Impossible aujourd’hui d’emprunter la même Voie cruelle sans ressentir l’ironie de l’Histoire : la description des bouddhas géants de Bamiyan, en Afghanistan, correspond pour Ella Maillart à la paix et à la spiritualité qu’elle est venue chercher dans la région, loin des fanatismes de l’Europe en état de conflit imminent. Or, ce sont ces mêmes bouddhas qui ont été dynamités par les talibans, en 2001.

Albert Londres, Terre d’ébène, 1929 (Afrique)

On prête à Albert Londres cette définition du journalisme, qui est de “porter la plume dans la plaie”. C’est dans une réponse aux vives critiques suscitées par ces chroniques africaines, réunies dans Terre d’ébène, qu’il venait de publier dans la presse, que le reporter employa cette formule.
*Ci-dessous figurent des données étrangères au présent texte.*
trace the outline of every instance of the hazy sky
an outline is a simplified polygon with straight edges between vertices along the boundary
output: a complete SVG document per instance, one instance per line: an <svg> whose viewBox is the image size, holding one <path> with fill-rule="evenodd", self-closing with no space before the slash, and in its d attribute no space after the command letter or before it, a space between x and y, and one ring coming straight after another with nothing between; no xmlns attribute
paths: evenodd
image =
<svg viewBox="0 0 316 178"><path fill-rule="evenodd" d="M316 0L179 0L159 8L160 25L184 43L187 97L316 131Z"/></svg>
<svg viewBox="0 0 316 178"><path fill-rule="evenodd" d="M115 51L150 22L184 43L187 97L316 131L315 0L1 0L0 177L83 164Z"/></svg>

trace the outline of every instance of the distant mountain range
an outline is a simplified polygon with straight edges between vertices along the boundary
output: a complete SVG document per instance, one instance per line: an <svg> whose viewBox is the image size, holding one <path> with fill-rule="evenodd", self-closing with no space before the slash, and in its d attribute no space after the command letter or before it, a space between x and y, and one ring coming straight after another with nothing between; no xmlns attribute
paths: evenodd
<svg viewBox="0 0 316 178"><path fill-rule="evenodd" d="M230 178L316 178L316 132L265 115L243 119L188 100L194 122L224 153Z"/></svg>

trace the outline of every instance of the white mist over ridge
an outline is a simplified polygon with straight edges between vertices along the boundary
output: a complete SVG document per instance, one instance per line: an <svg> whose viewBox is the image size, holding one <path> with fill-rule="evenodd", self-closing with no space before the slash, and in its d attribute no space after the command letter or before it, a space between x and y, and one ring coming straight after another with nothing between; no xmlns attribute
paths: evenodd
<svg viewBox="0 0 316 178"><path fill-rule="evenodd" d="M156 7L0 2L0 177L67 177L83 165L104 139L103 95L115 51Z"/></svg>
Dans ces textes, écrits au cours des quatre mois qu’Albert Londres passa dans les colonies françaises d’Afrique, l’œil est aiguisé, le style incisif, les conclusions bouleversantes. Survivance de l’esclavage, incurie des autorités coloniales, mort de milliers d’indigènes sur la construction de la voie ferrée Congo-Océan... Le grand reporter est celui qui reste d’actualité, 85 ans après ses reportages.
Albert Londres employa tous les moyens de transport terrestres pour voyager de Dakar (Sénégal) et Brazzaville, dans ce qui formait alors l’AOF (Afrique occidentale française) et l’AEF (Afrique équatoriale française). Quant à la ligne Congo-Océan, elle existe toujours. Elle relie Brazzaville à Pointe-Noire et Mbinda, mais reste la cible d’attaques depuis la guerre civile.


La voie de chemin de fer Congo-Océan. Domaine public

René Caillié, Voyage à Tombouctou, 1830 (Mali)

René Caillié rêvait de découvrir des terres inconnues depuis son plus jeune âge ; la promesse d’un prix décerné par la Société de géographie au premier voyageur européen qui ferait la description de Tombouctou (Mali), alors interdite aux chrétiens, mit une destination sur ce rêve. Caillié y parvient après plusieurs années d’immersion dans un groupe de Maures, d’apprentissage de l’arabe et d’étude du Coran, et surtout après un très long voyage fait de privations et de maladies. Entre-temps, la relation de son voyage, rédigée notamment à partir des notes qu’il avait prises entre les lignes de son Coran, aura fait de lui le plus illustre explorateur français de son siècle.
En tombant entre les mains de rebelles touaregs en 2012, Tombouctou, la “cité aux 333 saints” se trouva exposée à une menace que des siècles d’affrontements n’avaient pas même représenté. Les radicaux islamistes, qui avaient promulgué la charia dans la ville début 2013, ont détruit plusieurs des mausolées de la ville, vestiges archéologiques uniques au monde.


René Caillé en musulman

Henry de Monfreid, Les Secrets de la mer rouge, 1932 (Corne de l’Afrique)

Aucune mission supérieure, qu’elle soit religieuse, scientifique ou même simplement sportive, ne guide Henry de Monfreid lorsqu’il quitte, à trente-deux ans, sa vie parisienne rangée pour Djibouti. L’aventure, chez Monfreid, n’est ni un but ni un exploit : c’est un mode de vie, sans foi ni loi. La seule foi qu’il embrassa, en fait, fut celle de l’islam, par commodité – car l’écrivain ne fut pas un enfant de chœur. Contrebandier, il trafiqua armes et morphine, joua à cache-cache avec les autorités, et se sortit de situations inextricables avec ses rivaux. On lit ses aventures emportées par une énergie et une langue qui n’a que leur auteur pour maître.
Les aventures de Monfreid ont essentiellement pour cadre la mer Rouge et le golfe d’Aden. La mer Rouge est une destination appréciée des baigneurs (on flotte très facilement sur son eau très salée) et des amateurs de plongée sous-marine. Plus que les contrebandiers, ce sont aujourd’hui les pirates, venus essentiellement de Somalie, qui fréquentent le golfe d’Aden, aussi la navigation de plaisance n’y est-elle pas recommandée.